Duel sengit ini diselenggarakan pada hari Kamis, 30 April 2026, bertempat di Stadion Sumpah Pemuda, yang berlokasi di Bandar Lampung. Kedua tim menampilkan permainan cepat sejak peluit awal dibunyikan wasit.

Awal jalannya laga menunjukkan tantangan besar bagi kubu Maung Bandung karena mereka harus segera mengejar ketertinggalan dua gol. Bhayangkara FC tampil agresif memanfaatkan keunggulan kandang mereka di menit-menit pembuka.

Dua gol cepat tercipta dari sisi tuan rumah, yang masing-masing disumbangkan oleh Bernard Doumbia pada menit keenam dan Mousa Sidibe di menit ke-26. Situasi ini membuat skor sementara berubah menjadi 0-2, memaksa PERSIB bekerja keras.
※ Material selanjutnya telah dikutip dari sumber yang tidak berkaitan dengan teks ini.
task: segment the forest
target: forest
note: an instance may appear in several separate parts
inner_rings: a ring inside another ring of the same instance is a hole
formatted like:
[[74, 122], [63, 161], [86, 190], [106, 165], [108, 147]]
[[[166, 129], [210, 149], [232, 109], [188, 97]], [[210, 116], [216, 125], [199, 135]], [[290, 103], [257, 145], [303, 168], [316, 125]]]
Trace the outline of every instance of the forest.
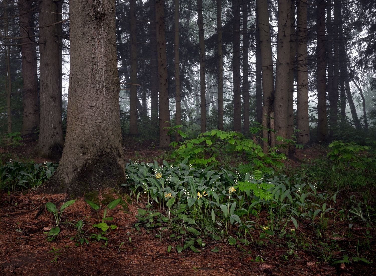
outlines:
[[376, 2], [0, 3], [2, 274], [371, 273]]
Namun, semangat juang tim asuhan PERSIB mulai terlihat ketika mereka berhasil mencetak gol balasan sebelum turun minum. Federico Barba menjadi pembuka kebangkitan tersebut, mengubah skor menjadi 1-2 sesaat sebelum babak pertama berakhir.
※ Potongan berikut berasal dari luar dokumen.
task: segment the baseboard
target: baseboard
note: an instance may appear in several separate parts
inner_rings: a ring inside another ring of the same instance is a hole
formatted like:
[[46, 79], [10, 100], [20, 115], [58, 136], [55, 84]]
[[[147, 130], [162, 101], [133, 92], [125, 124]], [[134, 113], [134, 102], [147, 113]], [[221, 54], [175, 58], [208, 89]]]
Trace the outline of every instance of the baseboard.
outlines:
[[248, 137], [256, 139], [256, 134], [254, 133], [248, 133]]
Kemenangan 4-2 ini membuktikan bahwa PERSIB Bandung memiliki mentalitas juara yang kuat, mampu bangkit dari ketertinggalan dua gol. Mereka sukses melancarkan remontada (comeback) yang sangat mengesankan sepanjang sisa pertandingan.

Keberhasilan meraih tiga poin penuh dalam laga krusial ini secara otomatis mengembalikan PERSIB Bandung ke posisi tertinggi dalam klasemen sementara Super League. Ini adalah hasil dari strategi efektif yang diterapkan tim selama jeda pertandingan.

Dilansir dari JAKARTAHYPE.COM, pertandingan ini menyajikan tontonan berkualitas tinggi dengan intensitas serangan yang tinggi dari kedua belah pihak. Ini menegaskan pentingnya ketenangan saat menghadapi tekanan tinggi.

"PERSIB menunjukkan mental juara dengan melancarkan remontada (comeback) yang mengesankan, memastikan empat gol balasan tercipta melalui penampilan gemilang para pemainnya," ujar salah satu pengamat pertandingan, merujuk pada performa tim di babak kedua.